Sta jij ook regelmatig met een dunschiller in je hand, terwijl je twijfelt of dat eigenlijk wel nodig is? Veel mensen schillen hun groenten en fruit uit gewoonte, omdat ze denken dat het gezonder of schoner is. Toch blijkt dat we daarmee vaak juist de meest waardevolle delen van ons eten weggooien. De schil zit namelijk vol vezels, vitaminen en antioxidanten die bijdragen aan een goede gezondheid. Tijd dus om dat schilmesje wat vaker te laten liggen.

In de buitenste laag van groenten en fruit bevinden zich vaak de hoogste concentraties voedingsstoffen. Denk aan vitamine C, polyfenolen en andere stoffen die ons lichaam helpen om beter te functioneren. Wanneer je groente of fruit schilt, verdwijnt juist dat laagje dat zoveel goeds bevat. Natuurlijk is het belangrijk om alles goed te wassen voor gebruik. Spoel de producten onder stromend water af en wrijf eventueel met een borsteltje om resten van vuil of bestrijdingsmiddelen te verwijderen. Zo kun je zonder zorgen genieten van alles wat de natuur te bieden heeft.
Er zijn verschillende groenten die je met een gerust hart mét schil kunt eten. Neem bijvoorbeeld komkommer. Veel mensen schillen hem vanwege de licht bittere smaak, maar precies die smaak komt van antioxidanten die goed zijn voor je lichaam. Bovendien bevat de schil veel vezels en chlorofyl, wat helpt bij de spijsvertering en zorgt voor een frisse kleur op je bord. Ook de courgette hoef je niet te schillen. De schil is dun, zacht en rijk aan vitamine A en C. Als je courgette bakt, grilt of kookt, blijft de schil gewoon lekker mals en draagt ze bij aan de stevigheid van het gerecht.

Wortels zijn nog zo’n voorbeeld. De oranje buitenkant zit vol bètacaroteen, een antioxidant die goed is voor je huid en ogen. Zolang je ze goed wast, kun je ze prima met schil eten, zeker als ze biologisch zijn. En wat dacht je van (zoete) aardappels? De schil bevat veel vezels en kalium en wordt heerlijk krokant in de oven of airfryer. Laat de schil dus gerust zitten als je aardappelfrietjes of gepofte aardappels maakt.
Zelfs bij pompoen kun je de schil vaak gewoon laten zitten. Vooral bij de hokkaido-variant is de schil dun genoeg om mee te koken. Wanneer je de pompoen verwerkt in een soep of saus, kookt de schil zacht en proef je er nauwelijks iets van. Zo hoef je minder te snijden, minder te schillen en krijg je tegelijkertijd meer voedingswaarde binnen.
Door je groenten minder te schillen, bespaar je niet alleen tijd, maar ook voedselverspilling. Bovendien scheelt het een hoop rommel op het aanrecht. En eerlijk is eerlijk: het is fijn om te weten dat iets wat zo simpel is als het laten zitten van een schil, ook nog eens beter is voor je gezondheid én voor het milieu.

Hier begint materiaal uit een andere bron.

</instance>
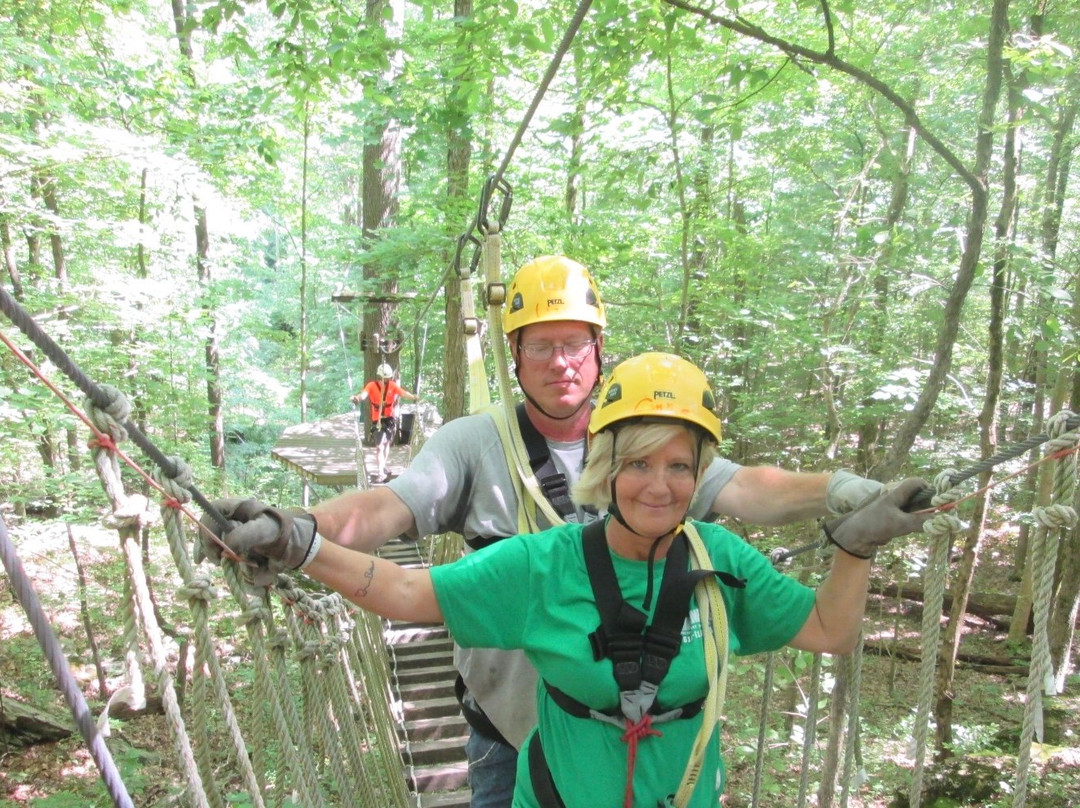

Dus de volgende keer dat je een komkommer, wortel of aardappel in handen hebt, denk dan nog eens goed na voordat je het mes pakt. Soms is het slimste wat je kunt doen, juist niets doen. Laat die schil lekker zitten, geniet van de volle smaak en geef je lichaam de voedingsstoffen die het verdient.